For each of the following precipitation reactions, calculate how many grams of the first reactant are necessary to completely react with 18.0 g of the second reactant.
a. 2KI(aq)+Pb(NO3)2(aq)→PbI2(s)+2KNO3(aq)
b. Na2CO3(aq)+CuCl2(aq)→CuCO3(s)+2NaCl(aq)
c.
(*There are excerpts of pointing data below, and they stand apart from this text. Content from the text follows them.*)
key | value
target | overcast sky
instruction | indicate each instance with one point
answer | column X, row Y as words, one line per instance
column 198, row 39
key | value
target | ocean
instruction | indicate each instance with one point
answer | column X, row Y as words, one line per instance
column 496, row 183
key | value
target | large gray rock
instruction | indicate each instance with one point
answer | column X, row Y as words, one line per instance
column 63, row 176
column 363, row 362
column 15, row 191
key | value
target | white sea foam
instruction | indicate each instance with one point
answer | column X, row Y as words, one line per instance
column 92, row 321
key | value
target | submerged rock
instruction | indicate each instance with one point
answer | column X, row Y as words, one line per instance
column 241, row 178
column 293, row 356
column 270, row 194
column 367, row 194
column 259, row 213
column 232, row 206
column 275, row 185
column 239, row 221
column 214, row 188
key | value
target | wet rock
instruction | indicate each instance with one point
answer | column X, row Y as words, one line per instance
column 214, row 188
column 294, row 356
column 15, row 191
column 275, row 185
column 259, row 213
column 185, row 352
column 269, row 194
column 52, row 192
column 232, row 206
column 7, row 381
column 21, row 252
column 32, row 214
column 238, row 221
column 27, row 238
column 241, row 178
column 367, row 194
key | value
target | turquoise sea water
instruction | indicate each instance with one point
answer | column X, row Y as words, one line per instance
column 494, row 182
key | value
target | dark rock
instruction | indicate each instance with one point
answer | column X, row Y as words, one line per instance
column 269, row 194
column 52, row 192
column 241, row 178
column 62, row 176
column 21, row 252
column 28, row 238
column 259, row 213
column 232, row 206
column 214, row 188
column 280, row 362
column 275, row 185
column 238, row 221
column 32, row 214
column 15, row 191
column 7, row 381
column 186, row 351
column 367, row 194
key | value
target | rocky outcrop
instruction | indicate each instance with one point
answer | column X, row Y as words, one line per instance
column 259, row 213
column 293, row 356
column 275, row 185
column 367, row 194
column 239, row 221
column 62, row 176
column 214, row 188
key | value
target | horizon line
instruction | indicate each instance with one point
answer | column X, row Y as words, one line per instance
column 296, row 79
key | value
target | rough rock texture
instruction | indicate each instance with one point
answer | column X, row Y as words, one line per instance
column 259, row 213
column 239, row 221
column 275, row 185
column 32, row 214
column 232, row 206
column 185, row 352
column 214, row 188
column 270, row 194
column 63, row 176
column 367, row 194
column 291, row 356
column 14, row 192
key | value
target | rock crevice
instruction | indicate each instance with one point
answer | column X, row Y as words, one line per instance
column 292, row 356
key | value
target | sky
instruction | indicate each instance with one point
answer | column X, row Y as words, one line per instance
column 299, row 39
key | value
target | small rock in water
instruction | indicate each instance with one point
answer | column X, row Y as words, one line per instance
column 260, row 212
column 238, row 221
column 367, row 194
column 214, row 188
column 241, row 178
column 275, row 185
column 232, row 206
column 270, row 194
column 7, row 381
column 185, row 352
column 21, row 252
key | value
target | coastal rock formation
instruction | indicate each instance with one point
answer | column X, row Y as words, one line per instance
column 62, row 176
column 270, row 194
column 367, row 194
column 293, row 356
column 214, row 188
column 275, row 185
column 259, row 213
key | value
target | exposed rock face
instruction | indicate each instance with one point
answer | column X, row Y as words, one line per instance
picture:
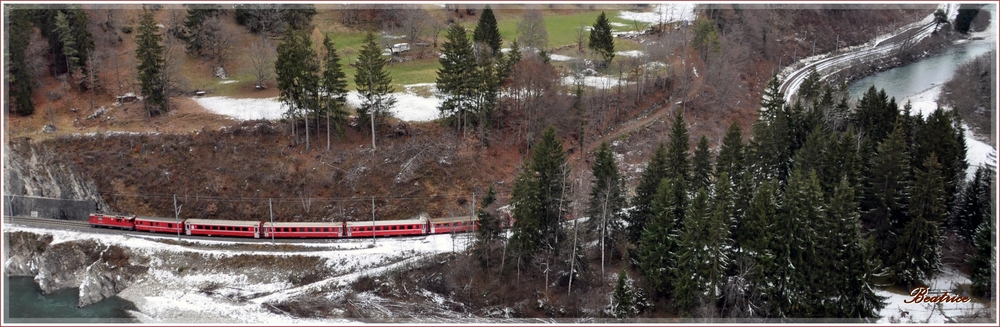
column 108, row 276
column 23, row 252
column 38, row 182
column 99, row 270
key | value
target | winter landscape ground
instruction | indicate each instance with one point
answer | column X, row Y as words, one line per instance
column 250, row 296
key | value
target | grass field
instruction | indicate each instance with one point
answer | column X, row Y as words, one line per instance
column 562, row 28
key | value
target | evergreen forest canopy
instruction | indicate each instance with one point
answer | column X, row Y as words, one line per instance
column 823, row 204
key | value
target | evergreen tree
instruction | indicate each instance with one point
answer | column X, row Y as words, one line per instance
column 851, row 285
column 799, row 270
column 973, row 208
column 677, row 151
column 731, row 158
column 645, row 192
column 295, row 68
column 513, row 57
column 702, row 170
column 875, row 115
column 983, row 261
column 916, row 255
column 607, row 198
column 192, row 33
column 719, row 244
column 487, row 32
column 943, row 135
column 691, row 278
column 373, row 82
column 658, row 244
column 488, row 231
column 539, row 197
column 772, row 101
column 18, row 82
column 333, row 87
column 622, row 303
column 810, row 88
column 149, row 53
column 884, row 204
column 65, row 34
column 601, row 40
column 456, row 77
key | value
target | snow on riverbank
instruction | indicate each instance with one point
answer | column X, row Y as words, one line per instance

K2SO4(aq)+Sr(NO3)2(aq)→SrSO4(s)+2KNO3(aq)
Homework Answers
- 2KI(aq) + Pb(NO3)2(aq) → PbI2(s) + 2KNO3(aq)
Mass: 2 x 166 g 331.2 g 461 g 2 x 101.1 g
331.2 g of Pb(NO3)2 requires KI = 2 x 166 g
18 g of Pb(NO3)2 requires KI = ( 2 x 166 x 18)/331.2 g = 18.04 g
- Na2CO3(aq) + CuCl2(aq) → CuCO3(s) + 2NaCl(aq)
Mass: 106 g 134.5 g 123.6 g 2 x 58.4 g
134.5 g of CuCl2 requires Na2CO3 = 106 g
18 g of CuCl2 requires Na2CO3 = (106 x 18)/134.5 g = 14.2 g
(c) K2SO4(aq) + Sr(NO3)2(aq) → SrSO4(s) + 2KNO3(aq)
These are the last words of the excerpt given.